Но вот в 1954 году в газетах появилась фотография, снятая в Средиземном море на глубине 2100 метров: длинные, стройные рыбки словно стоят на дне моря на трех тонких длинных ногах. «Ноги» широко расставлены, голова чуть выше хвоста, нос по течению…
Ученые так и ахнули: перед ними оказался все тот же бентозавр. В такой – и только такой! – позе видели его неоднократно на дне Средиземного моря, близ Тулона, пассажиры французского батискафа ФНРС-3. Так он «стоит» на придонном иле, неподвижный, лишь изредка шевеля плавниками, равнодушный к яркому свету прожекторов. Он спокойно позволяет рассматривать себя, фотографировать… И вдруг, сверкнув словно молния, исчезает из поля зрения… чтобы снова застыть неподвижно на своем треножнике в нескольких метрах дальше.

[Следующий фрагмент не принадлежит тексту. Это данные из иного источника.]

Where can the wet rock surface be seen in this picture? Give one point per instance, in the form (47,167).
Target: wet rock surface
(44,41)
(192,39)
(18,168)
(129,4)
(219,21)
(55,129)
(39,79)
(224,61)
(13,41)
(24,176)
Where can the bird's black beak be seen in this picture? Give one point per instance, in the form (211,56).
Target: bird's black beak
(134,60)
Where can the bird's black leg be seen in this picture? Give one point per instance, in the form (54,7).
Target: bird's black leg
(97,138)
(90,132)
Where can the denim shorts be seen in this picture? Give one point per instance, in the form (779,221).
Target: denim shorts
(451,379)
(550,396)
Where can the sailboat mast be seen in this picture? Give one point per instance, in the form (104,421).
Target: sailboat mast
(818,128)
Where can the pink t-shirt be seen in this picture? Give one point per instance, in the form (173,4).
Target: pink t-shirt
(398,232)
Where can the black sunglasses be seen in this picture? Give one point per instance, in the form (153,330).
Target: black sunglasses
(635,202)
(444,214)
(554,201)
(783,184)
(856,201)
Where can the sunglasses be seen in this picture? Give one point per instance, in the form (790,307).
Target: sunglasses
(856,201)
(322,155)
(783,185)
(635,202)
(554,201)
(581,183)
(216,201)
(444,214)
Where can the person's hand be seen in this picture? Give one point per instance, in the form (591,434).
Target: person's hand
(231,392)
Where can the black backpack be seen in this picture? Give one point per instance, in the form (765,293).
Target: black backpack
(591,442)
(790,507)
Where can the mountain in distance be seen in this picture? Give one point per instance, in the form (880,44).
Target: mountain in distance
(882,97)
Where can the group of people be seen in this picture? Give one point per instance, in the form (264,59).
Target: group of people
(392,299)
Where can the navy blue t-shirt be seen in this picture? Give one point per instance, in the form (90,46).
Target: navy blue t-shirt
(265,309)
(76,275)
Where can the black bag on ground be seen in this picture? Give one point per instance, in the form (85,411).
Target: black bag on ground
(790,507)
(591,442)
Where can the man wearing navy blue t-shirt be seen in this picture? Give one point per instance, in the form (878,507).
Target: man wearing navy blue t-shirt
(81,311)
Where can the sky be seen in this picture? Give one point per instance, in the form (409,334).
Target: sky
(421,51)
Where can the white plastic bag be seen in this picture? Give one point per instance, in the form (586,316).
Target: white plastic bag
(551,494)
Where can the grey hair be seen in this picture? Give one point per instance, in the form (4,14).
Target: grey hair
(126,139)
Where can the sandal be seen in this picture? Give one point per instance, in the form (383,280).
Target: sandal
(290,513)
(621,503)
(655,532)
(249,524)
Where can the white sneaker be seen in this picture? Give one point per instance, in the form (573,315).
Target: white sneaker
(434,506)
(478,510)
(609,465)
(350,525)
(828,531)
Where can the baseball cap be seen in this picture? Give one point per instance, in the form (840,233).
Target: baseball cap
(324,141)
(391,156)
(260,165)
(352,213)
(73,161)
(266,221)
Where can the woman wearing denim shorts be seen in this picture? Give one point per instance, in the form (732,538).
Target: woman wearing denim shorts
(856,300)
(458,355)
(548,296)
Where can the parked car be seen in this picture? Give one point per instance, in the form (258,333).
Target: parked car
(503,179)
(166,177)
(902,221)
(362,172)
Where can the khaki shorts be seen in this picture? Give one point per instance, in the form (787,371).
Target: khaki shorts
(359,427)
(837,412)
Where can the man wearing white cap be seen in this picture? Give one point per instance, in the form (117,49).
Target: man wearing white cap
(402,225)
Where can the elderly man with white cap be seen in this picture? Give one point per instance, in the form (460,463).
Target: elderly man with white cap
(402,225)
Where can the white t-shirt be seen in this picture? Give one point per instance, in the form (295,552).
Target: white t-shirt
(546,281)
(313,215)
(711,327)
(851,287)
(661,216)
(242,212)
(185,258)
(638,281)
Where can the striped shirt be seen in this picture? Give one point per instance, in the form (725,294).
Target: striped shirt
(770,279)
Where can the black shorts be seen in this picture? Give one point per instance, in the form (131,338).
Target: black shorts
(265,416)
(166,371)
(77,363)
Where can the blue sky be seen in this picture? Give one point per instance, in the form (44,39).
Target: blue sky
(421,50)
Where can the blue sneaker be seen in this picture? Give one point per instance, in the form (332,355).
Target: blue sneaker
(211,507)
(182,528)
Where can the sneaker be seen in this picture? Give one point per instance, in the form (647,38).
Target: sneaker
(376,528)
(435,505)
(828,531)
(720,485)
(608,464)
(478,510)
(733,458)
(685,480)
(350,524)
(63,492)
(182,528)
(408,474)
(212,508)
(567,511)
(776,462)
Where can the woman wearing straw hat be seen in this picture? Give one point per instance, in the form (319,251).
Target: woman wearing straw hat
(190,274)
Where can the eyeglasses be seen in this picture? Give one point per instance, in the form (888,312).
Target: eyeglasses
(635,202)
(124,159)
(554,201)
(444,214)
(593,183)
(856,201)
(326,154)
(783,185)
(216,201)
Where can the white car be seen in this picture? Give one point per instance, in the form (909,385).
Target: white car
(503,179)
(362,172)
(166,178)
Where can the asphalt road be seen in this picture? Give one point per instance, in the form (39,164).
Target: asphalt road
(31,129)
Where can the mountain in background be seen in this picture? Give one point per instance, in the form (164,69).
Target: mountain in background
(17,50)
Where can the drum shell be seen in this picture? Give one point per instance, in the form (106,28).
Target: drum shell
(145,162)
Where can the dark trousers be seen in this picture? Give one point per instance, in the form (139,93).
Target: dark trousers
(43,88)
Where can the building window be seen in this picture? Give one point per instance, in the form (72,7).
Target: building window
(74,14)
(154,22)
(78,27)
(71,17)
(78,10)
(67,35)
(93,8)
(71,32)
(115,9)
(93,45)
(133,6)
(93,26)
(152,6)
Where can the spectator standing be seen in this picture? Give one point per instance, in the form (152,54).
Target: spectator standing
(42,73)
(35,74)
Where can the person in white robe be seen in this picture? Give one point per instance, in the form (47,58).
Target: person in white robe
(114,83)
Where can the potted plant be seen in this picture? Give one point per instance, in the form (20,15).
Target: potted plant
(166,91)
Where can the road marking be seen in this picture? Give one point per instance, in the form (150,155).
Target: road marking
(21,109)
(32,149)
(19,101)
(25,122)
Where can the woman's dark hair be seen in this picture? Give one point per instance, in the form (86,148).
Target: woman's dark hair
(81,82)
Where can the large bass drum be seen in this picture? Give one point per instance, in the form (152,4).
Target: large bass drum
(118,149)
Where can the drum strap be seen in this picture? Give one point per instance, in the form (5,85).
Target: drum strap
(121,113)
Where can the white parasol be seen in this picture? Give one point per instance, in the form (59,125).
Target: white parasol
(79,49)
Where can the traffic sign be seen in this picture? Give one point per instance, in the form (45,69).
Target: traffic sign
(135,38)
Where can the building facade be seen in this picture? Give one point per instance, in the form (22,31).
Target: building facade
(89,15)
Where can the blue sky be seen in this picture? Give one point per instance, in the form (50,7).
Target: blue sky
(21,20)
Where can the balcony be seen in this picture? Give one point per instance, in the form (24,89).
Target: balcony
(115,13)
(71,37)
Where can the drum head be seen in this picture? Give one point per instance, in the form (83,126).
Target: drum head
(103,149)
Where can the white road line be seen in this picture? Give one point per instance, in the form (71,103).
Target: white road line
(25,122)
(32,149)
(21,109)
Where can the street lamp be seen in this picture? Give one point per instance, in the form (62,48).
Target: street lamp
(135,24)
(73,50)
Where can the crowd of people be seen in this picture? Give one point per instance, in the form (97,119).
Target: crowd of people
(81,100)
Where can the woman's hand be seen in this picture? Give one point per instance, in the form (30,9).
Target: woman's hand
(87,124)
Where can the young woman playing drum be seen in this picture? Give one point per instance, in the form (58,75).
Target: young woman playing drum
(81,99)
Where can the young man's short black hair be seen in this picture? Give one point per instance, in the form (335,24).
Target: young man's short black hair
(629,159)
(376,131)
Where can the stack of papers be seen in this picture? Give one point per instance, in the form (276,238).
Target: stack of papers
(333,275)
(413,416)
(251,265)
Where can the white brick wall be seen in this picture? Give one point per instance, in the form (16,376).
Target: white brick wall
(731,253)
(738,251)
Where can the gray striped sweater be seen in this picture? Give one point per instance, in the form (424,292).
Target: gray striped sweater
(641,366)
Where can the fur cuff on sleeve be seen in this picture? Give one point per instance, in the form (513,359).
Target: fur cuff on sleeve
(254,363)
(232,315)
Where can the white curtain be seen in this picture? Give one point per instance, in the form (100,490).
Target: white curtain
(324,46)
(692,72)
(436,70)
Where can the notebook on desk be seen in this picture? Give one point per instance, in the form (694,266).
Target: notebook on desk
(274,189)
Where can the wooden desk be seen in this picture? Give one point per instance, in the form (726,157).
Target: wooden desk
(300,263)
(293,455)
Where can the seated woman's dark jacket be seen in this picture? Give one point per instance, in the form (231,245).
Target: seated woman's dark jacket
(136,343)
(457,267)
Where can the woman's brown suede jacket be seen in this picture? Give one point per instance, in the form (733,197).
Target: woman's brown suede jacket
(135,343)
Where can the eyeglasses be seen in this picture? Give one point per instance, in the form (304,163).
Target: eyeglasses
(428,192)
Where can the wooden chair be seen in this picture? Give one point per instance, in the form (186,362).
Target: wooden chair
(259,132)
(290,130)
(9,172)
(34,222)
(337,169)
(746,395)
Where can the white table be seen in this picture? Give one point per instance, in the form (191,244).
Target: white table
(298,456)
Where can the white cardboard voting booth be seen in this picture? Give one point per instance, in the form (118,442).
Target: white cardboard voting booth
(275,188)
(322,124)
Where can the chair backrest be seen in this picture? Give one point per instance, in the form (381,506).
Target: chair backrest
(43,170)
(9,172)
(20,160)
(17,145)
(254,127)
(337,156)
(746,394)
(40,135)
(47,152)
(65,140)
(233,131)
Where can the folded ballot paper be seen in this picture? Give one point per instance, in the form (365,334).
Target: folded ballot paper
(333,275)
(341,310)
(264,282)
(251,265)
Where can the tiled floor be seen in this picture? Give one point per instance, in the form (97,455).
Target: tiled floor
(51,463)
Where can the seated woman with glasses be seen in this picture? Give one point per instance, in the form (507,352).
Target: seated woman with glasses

Итак, длинные нитевидные отростки, оказывается, служат бентозавру подпорками во время «стояния» (или «сидения») на морском дне. Прекрасно! Но, скажите на милость, для чего нужны такие же длинные отростки на хвосте или подбородке рыбам, живущим в толще морских вод, в так называемой пелагической зоне, или пелагиали (от греческого слова «пелагос» – «открытое море»)? И, в частности, свирепым глубоководным хищникам вроде уже известного нам Stomias boa, которые заглатывают добычу живьем?
Или: для чего нужна глубоководной рыбе, по имени Ultimastomias mirabilis («удивительнейшая пасть»), волокнистая борода, в десять раз превышающая длину самой Ultimastomias mirabilis (50 сантиметров при средней длине рыбки 4–5 сантиметров)? Этому лютому хищнику, наверно, очень неудобно таскать за собой такую огромную, словно у сказочного Черномора, бороду, особенно если учесть, что Ultimastomias mirabilis обычно охотится на рыб одинакового с ним роста.